Redefine Insurance
As I’ve listened to both candidates and both parties debate this issue, I think that in order to make any progress in reform we have to start by using correct terms. This issue is most apparent when referring to “insurance” or the insured.
Let’s be clear…What we call insurance today is really nothing more than a health payment plan. It isn’t really insurance.
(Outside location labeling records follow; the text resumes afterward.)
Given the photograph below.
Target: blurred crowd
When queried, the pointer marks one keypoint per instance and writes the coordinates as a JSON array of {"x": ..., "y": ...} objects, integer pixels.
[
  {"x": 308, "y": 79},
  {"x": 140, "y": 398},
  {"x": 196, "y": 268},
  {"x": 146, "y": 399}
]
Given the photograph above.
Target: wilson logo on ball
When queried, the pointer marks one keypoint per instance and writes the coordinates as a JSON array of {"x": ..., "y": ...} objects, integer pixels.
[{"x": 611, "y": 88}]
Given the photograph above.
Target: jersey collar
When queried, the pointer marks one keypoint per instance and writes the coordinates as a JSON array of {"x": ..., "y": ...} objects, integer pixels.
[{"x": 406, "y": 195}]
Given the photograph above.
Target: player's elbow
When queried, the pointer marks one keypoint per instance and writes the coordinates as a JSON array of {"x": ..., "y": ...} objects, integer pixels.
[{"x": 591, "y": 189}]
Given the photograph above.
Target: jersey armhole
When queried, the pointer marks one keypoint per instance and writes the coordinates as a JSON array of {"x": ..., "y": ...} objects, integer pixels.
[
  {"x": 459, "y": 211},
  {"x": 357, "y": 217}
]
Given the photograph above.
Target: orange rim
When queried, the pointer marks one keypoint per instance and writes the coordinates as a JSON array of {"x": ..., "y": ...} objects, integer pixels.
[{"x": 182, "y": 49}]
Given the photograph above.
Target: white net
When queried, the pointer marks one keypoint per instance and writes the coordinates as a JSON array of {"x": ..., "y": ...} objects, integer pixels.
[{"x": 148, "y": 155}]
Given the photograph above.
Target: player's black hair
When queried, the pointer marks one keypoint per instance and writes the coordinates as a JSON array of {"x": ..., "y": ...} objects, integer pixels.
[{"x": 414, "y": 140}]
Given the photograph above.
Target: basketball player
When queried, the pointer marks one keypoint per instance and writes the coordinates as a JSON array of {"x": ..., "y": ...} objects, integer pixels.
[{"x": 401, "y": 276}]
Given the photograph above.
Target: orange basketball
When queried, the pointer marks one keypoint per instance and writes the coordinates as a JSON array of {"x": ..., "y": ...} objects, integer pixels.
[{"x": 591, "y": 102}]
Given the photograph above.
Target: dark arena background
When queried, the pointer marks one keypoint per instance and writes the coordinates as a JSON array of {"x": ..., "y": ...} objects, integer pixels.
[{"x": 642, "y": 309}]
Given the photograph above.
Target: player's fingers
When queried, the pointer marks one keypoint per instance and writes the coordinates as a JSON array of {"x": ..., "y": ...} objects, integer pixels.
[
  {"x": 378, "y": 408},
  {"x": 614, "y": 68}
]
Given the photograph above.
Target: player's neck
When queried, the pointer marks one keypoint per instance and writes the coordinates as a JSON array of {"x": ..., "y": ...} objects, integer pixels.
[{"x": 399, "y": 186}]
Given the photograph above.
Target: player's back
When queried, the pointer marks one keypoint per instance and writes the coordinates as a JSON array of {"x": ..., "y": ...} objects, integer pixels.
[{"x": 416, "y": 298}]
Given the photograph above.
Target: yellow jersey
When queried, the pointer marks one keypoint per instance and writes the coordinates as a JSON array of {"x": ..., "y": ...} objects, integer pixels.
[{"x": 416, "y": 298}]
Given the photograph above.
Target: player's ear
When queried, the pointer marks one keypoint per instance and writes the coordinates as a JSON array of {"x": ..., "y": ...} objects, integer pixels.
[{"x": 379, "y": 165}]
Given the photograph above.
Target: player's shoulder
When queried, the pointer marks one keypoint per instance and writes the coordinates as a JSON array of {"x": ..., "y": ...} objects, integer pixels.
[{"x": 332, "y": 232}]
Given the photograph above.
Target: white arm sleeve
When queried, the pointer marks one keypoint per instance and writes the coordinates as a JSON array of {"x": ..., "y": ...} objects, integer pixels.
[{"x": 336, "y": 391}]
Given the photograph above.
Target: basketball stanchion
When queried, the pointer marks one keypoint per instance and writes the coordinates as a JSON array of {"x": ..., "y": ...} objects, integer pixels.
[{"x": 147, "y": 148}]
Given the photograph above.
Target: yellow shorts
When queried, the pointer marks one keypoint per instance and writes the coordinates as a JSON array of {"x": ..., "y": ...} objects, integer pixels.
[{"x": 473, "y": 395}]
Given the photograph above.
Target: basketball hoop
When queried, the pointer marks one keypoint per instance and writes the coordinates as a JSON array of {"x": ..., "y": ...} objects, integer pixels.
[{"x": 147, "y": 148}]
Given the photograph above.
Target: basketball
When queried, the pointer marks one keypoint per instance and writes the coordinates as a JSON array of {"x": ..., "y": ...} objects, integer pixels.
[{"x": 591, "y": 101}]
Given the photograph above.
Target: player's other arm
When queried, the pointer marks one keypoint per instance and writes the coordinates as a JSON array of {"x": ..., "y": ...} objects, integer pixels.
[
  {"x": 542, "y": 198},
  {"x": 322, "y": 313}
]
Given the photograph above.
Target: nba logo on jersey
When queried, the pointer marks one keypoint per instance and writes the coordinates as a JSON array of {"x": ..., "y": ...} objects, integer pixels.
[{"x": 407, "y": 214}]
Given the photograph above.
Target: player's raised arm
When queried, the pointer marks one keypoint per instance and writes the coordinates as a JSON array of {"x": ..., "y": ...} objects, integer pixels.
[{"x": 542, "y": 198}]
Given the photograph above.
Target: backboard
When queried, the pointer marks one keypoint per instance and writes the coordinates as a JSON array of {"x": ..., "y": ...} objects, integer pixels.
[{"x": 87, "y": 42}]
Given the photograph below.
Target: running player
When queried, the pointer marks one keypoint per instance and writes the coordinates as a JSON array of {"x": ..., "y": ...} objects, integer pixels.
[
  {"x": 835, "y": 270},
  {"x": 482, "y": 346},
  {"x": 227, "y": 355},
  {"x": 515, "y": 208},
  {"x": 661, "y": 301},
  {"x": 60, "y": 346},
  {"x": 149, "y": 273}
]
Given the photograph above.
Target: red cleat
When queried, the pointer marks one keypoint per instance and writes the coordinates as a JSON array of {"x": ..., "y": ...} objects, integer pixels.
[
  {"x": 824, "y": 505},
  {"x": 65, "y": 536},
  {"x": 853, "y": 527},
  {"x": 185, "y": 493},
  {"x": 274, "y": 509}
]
Insurance is something you buy when you can’t afford to lose or suffer the loss of the thing you insure. Car insurance for example. I have liability insurance on my car, but not collision because the insurance costs more than the car is worth. But this insurance pays for something I cannot afford–a major accident. It does not provide for gas, oil-changes, safety inspections, minor repairs, alignments, new tires, etc.
The “insurance” issue clouds what we’re really trying to get to the bottom of: affordability, not the affordability of insurance, but the affordability of the routine care of our bodies. This would leave insurance to become true insurance, by insuring us against those health issues we can’t predict (stuff like my dad’s brain tumor) nor can we afford (the heart surgery and 2-week hospital stay of my mother-in-law).
By differentiating between affordability of care and dumping the insurance idea, I think we start to get a better idea of what the government may need to do to act as a safety net. I think we also start to better understand what affordable really looks like, affordable care that is.
On a side note, I think it would be interesting to compare what a family spends on cars as compared to health care and what they get for their dollar. If we can afford to take care of our cars, we should be able to afford to take care of the general needs of our bodies without insurance.